Apesar da valorização, volatilidade e incertezas mantêm cautela entre investidores de criptoativos
Cenário macroeconômico global desafia criptoativos
O cenário macroeconômico global segue desafiador para os criptoativos, mesmo diante da recente valorização do Bitcoin (BTC), que superou 8% no início desta semana. A moeda digital, que se aproxima dos US$ 92 mil nesta terça-feira, ainda enfrenta dúvidas quanto à sustentabilidade desse movimento, especialmente após um longo período de estagnação desde outubro de 2025. Analistas do mercado permanecem cautelosos, destacando que, apesar do avanço, o Bitcoin ainda está cerca de 27% abaixo de sua máxima histórica de US$ 126,1 mil, registrada anteriormente.
Contexto e projeções para o Bitcoin
Entre as principais casas de análise internacionais, a HashKey Group projeta que o Bitcoin deve oscilar entre US$ 83 mil e US$ 95 mil até o final deste ano. A expectativa é que, a partir de 2026, o ativo possa iniciar um novo ciclo de recuperação, com preços estimados entre US$ 110 mil e US$ 135 mil.
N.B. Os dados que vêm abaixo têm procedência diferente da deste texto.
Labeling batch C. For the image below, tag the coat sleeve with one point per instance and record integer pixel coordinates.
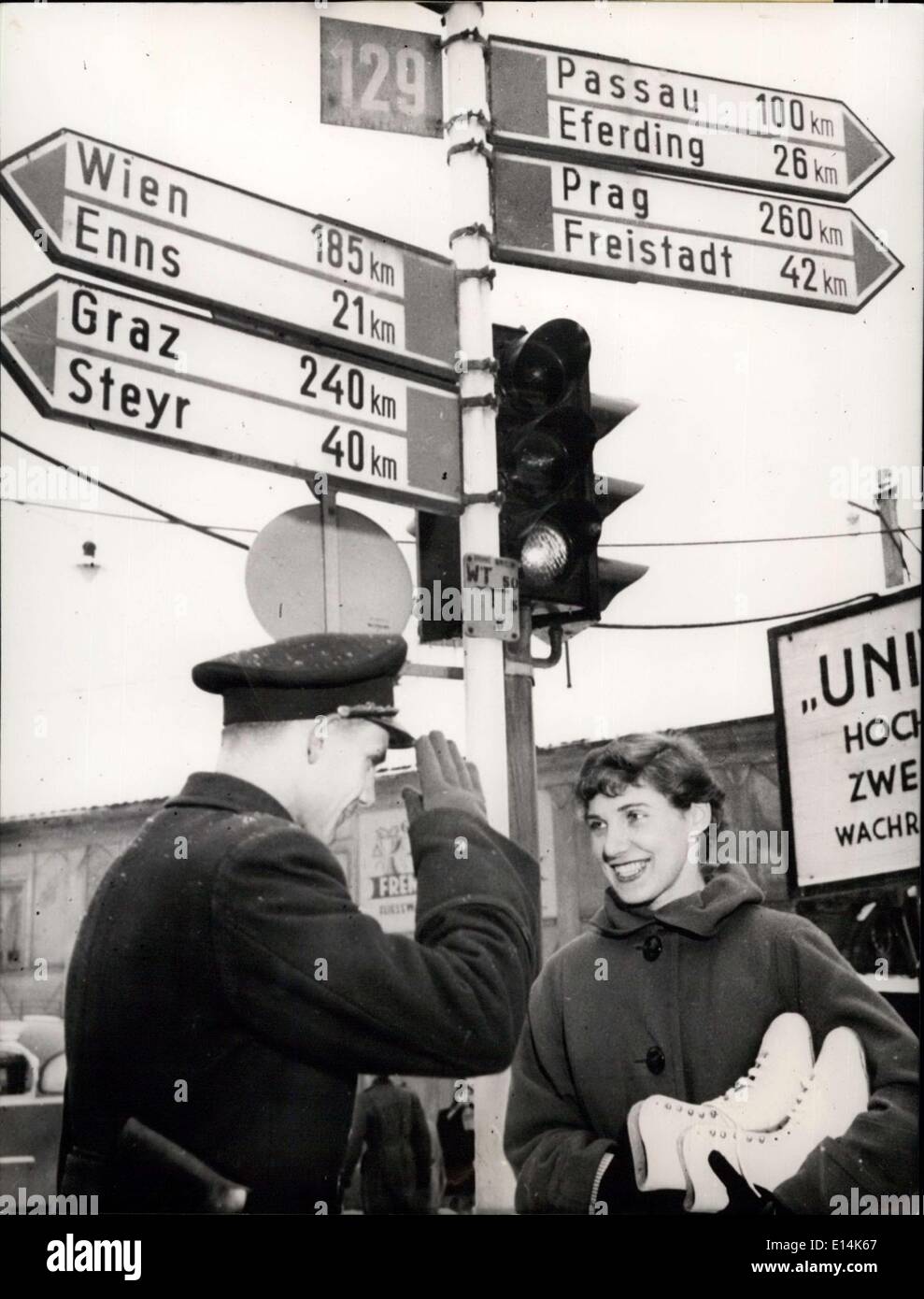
(314, 977)
(547, 1136)
(879, 1152)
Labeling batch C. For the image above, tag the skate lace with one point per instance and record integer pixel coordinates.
(796, 1113)
(746, 1079)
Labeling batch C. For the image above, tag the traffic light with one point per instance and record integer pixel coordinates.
(553, 505)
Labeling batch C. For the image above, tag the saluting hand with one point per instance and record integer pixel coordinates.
(447, 779)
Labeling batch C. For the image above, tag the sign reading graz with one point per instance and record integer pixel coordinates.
(120, 215)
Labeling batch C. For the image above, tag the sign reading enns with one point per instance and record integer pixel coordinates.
(846, 692)
(127, 217)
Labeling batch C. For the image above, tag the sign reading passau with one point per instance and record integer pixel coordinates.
(564, 103)
(846, 693)
(104, 209)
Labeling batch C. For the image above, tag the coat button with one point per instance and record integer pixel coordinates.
(651, 948)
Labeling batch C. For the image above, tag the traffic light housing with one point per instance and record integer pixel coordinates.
(553, 505)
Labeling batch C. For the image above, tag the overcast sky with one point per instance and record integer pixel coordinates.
(744, 407)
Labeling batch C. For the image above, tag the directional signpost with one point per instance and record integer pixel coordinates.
(92, 356)
(120, 215)
(567, 104)
(567, 216)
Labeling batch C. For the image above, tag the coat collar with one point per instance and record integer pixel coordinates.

Essa análise se baseia em padrões históricos, como o observado em 2019, quando ativos de risco apresentaram forte desempenho entre seis e doze meses após o Federal Reserve encerrar o ciclo de cortes de juros nos Estados Unidos.
No entanto, para que o Bitcoin retome uma trajetória claramente altista, o ambiente macroeconômico global precisa apresentar avanços mais consistentes do que o mercado atualmente precifica. A volatilidade e a incerteza ainda são fatores predominantes, o que exige cautela dos investidores.
Desempenho recente e comparação com renda fixa
Dados recentes mostram que, se um investidor tivesse aplicado R$ 1 mil em Bitcoin há 12 meses, hoje teria cerca de R$ 796,70, evidenciando uma desvalorização no período. Em contrapartida, o mesmo valor investido no Certificado de Depósito Interbancário (CDI) teria retornado R$ 1.140,60, reforçando a atratividade da renda fixa em momentos de maior aversão ao risco.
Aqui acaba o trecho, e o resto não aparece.